Church Street Precinct Heritage Panel
St. Paul's Anglican Church graveyard, Church St., Canterbury Unveiled by Councillor Kayee Griffine, Mayor of Canterbury on 19 April 1997. Research for this panel by Lesley Muir and Brian Madden.
This precinct has a number of historic buildings and sites within a small area - St. Paul's Anglican Church and churchyard, the former Church of England schoolhouse, the original public school building and the house "Beulah Vista", St. Pauls Church and churchyard is built on part of Robert Campbell's Canterbury Estate, on land donated by Sophia Ives Campbell, his daughter. The church was designed by Edmund Blacket, the most fashionable architect of his day, and built from local sandstone.
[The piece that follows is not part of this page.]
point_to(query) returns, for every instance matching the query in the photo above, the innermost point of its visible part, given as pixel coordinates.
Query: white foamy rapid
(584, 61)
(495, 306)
It was completed in October 1859, and consecrated by the Bishop of the Diocese on April 12, 1860.
The Campbell family was responsible for the foundation and much of the early financing of this church. The churchard has many examples of the local stonemason;s art in the headstones. The Church of England schoolhouse on Canterbury Road behind the Church was also built by the Campbell family and opened in 1861. It closed prior to the Public School opening. Opposite St. Paul's is Canterbury Public School, opened in 1878 in a new sandstone building designed by architect George Allen Mansfield. "Beulah Vista", on the corner of Church and Vincent Streets, was built by George Tomkins, a stonemason, in 1888, and was restored by Canterbury Council in 1982. There was some controversy over the site: three alderman each offered a block of land, and for several years, the Council was unable to make a final decision on which alderman's property should be purchased.
In 1887, John Campbell Sharp's allotment was chosen, and W.H. Monckton, an architect from Parramatta, designed a Victorian classical building with a two storey frontage to Canterbury Road and a central tower. Construction began in 1888 and the building was opened in April 1889 by Sir Henry Parkes, Premier of New South Wales.